傅立叶将实验数据转换为频域

Question

我对python完全不熟悉。我进行了波浪数据测试实验。我有时间序列数据可供我使用。如何继续在频域中显示？有什么例子我可以参考吗？我提出了一个如下所示的程序，但它似乎不起作用。请帮忙。

#Program for Fourier Transformation
import numpy as np
import numpy.fft as fft
import matplotlib.pyplot as plt

def readdat( filename ):
    """
        Reads sectional area curve data from file filename
    """

    # read all lines of input files
    fp = open( filename, 'r')
    lines = fp.readlines() # to read the tabulated data
    fp.close()

    # interpret data
    time = []
    ampl = []
    for line in lines:
        if line[0:1] == '#':
            continue # ignore comments in the file
        try:
            time.append(float(line.split()[0])) #first column is time
            ampl.append(float(line.split()[1])) # second column is corresponding amplitude
        except:
            # if the data interpretation fails..
            continue
    return np.asarray(time), np.asarray(ampl)

if __name__ == '__main__':

    time, ampl = readdat( 'data.dat')
    print time
    print ampl

spectrum = fft.fft(ampl)
freq = fft.fftfreq(len(spectrum))
print freq

Answer 1

对程序进行最小修正以绘制一些结果就像这样

#Program for Fourier Transformation
import numpy as np
import numpy.fft as fft
import matplotlib.pyplot as plt

def readdat( filename ):
    """
        Reads sectional area curve data from file filename
    """

    # read all lines of input files
    fp = open( filename, 'r')
    lines = fp.readlines() # to read the tabulated data
    fp.close()

    # interpret data
    time = []
    ampl = []
    for line in lines:
        if line[0:1] == '#':
            continue # ignore comments in the file
        try:
            time.append(float(line.split()[0])) #first column is time
            ampl.append(float(line.split()[1])) # second column is corresponding amplitude
        except:
            # if the data interpretation fails..
            continue
    return np.asarray(time), np.asarray(ampl)

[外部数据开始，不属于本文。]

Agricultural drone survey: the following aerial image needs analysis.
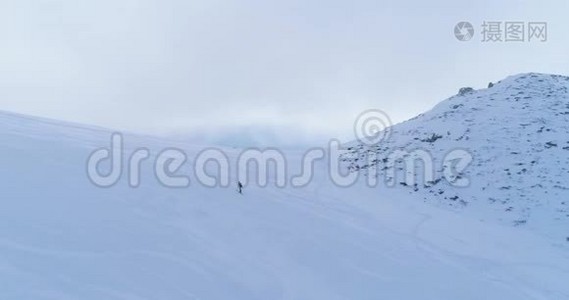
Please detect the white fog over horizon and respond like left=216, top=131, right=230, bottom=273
left=0, top=0, right=569, bottom=146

if __name__ == '__main__':

    time, ampl = readdat( 'data.dat')
    print time
    print ampl

spectrum = fft.fft(ampl)
timestep = time[1]-time[0] # assume samples at regular intervals
freq = fft.fftfreq(len(spectrum),d=timestep)
freq=fft.fftshift(freq)
spectrum = fft.fftshift(spectrum)
plt.figure(0,figsize=(5.0*1.21,5.0))
plt.plot(freq,spectrum)
print freq
plt.xlabel("frequencies")
plt.ylabel("spectrum")
plt.savefig("/tmp/figure.png")